How to find the number of occurrences of sub-strings in another string in BigQuery with conditionals as a cumulative sum?

huangapple go评论99阅读模式
英文:

How to find the number of occurrences of sub-strings in another string in BigQuery with conditionals as a cumulative sum?

问题

所以我的SQL/BigQuery技能仍然需要一些完善,我在这个问题上卡住了一段时间。我有一个标记了一些应用程序计划修改的表ST,其中包含它们的起始日期,这些修改仅适用于具有特定规格的应用程序:

Mod_ID App_ID Specs Start_Date
P1 App1 S1 2022-01-24
P1 App2 S2 2022-01-24
P2 App2 S3 S4 2022-03-15
P3 App3 S4 S5 2022-04-10

我有另一张表AQ,其中包含一些设备的生产日期,以及它们对应的应用程序和规格的字符串形式:

Device_ID App_ID Spec_string Prod_Date
ID0001 App1 S1 S4 S6 T0 U7 2022-02-03
ID0002 App2 S2 S5 U9 2022-02-05
ID0003 App2 S1 S2 S3 2022-03-12
ID0004 App3 S5 S6 T0 U7 2022-04-18

我想要计算特定设备的不同规格修改的发生次数,这些修改适用于其App_ID,并且仅适用于AQ.Prod_Date >= ST.Start_Date的情况。
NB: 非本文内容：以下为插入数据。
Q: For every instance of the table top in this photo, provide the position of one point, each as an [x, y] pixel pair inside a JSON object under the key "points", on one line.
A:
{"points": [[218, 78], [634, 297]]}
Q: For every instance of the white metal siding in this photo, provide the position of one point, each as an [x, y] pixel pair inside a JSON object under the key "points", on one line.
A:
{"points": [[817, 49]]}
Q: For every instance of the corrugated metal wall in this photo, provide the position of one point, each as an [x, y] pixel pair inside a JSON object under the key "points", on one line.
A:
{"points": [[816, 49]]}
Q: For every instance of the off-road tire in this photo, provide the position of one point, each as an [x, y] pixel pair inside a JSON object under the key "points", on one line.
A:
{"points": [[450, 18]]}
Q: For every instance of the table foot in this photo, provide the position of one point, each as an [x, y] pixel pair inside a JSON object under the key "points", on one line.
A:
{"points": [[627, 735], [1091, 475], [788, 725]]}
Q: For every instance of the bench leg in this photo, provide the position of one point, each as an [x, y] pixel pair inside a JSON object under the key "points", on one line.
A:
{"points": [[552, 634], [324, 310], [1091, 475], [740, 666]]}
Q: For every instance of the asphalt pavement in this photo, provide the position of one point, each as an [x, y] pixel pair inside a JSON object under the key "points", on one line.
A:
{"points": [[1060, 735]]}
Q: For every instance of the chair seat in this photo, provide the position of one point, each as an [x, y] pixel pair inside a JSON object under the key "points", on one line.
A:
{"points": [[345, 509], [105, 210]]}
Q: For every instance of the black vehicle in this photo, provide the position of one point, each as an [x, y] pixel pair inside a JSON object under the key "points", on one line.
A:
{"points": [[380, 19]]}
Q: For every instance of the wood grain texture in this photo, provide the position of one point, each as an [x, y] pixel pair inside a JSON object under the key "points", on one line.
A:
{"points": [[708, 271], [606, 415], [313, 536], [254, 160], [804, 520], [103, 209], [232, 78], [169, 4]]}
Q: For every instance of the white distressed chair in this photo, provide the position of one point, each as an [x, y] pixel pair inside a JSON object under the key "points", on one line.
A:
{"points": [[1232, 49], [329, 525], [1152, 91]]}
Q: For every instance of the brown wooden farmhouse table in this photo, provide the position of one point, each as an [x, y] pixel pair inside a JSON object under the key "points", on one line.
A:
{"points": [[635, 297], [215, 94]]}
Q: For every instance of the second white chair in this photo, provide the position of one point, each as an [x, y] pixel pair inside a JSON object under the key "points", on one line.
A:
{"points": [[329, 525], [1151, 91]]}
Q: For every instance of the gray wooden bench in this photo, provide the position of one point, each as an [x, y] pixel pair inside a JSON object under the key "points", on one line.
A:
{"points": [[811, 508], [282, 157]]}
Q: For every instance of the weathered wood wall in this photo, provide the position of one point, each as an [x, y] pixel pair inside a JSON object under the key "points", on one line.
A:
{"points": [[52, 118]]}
我首先对表ST进行了展开(ST_UNN),最终得到了这样的结果:

Mod_ID App_ID Specs_ind Start_Date
P1 App1 S1 2022-01-24
P1 App2 S2 2022-01-24
P2 App2 S3 2022-03-15
P2 App2 S4 2022-03-15
P3 App3 S4 2022-04-10
P3 App3 S5 2022-04-10

然后我尝试了以下操作:

  1. SELECT
  2. a.* EXCEPT(Spec_String),
  3. SUM(
  4. CASE
  5. WHEN s.App_ID = a.App_ID AND s.Start_Date <= a.Prod_Date THEN ARRAY_LENGTH(REGEXP_EXTRACT_ALL(Spec_String, Specs_ind))
  6. ELSE
  7. 0
  8. END
  9. ) OVER(PARTITION BY s.Specs_ind ROWS BETWEEN UNBOUNDED PRECEDING AND CURRENT ROW) AS num_changes,
  10. FROM
  11. AQ AS a
  12. LEFT JOIN
  13. ST_UNN AS s
  14. ON
  15. a.App_ID = s.App_ID

但它并没有按预期工作。我期望得到类似于这样的结果:

Device_ID App_ID Spec_string Prod_Date num_changes
ID0001 App1 S1 S4 S6 T0 U7 2022-02-03 1
ID0002 App2 S2 S5 U9 2022-02-05 1
ID0003 App2 S1 S3 U7 2022-03-12 0
ID0004 App3 S5 S6 T0 U7 2022-04-18 1

但我对如何实现最后部分作为累积总和感到有些迷茫,以便设备将计算其生产日期之前发生的所有修改,并基于其规格应用。

英文:

So my SQL/BiqQuery skills still need some refining and I have been stuck on this for some time now. I got a table ST that marks the planned mods to some applications with their starting date, these mods only apply to those with some specific specs:

Mod_ID App_ID Specs Start_Date
P1 App1 S1 2022-01-24
P1 App2 S2 2022-01-24
P2 App2 S3 S4 2022-03-15
P3 App3 S4 S5 2022-04-10

I got another table AQ that includes the production date for some devices, with their corresponding app and their specifications in the form of a string:

Device_ID App_ID Spec_string Prod_Date
ID0001 App1 S1 S4 S6 T0 U7 2022-02-03
ID0002 App2 S2 S5 U9 2022-02-05
ID0003 App2 S1 S2 S3 2022-03-12
ID0004 App3 S5 S6 T0 U7 2022-04-18

I want to count the occurrences of the different spec mods for a particuar device that apply to its App_ID and only for those that AQ.Prod_Date>=ST.Start_Date.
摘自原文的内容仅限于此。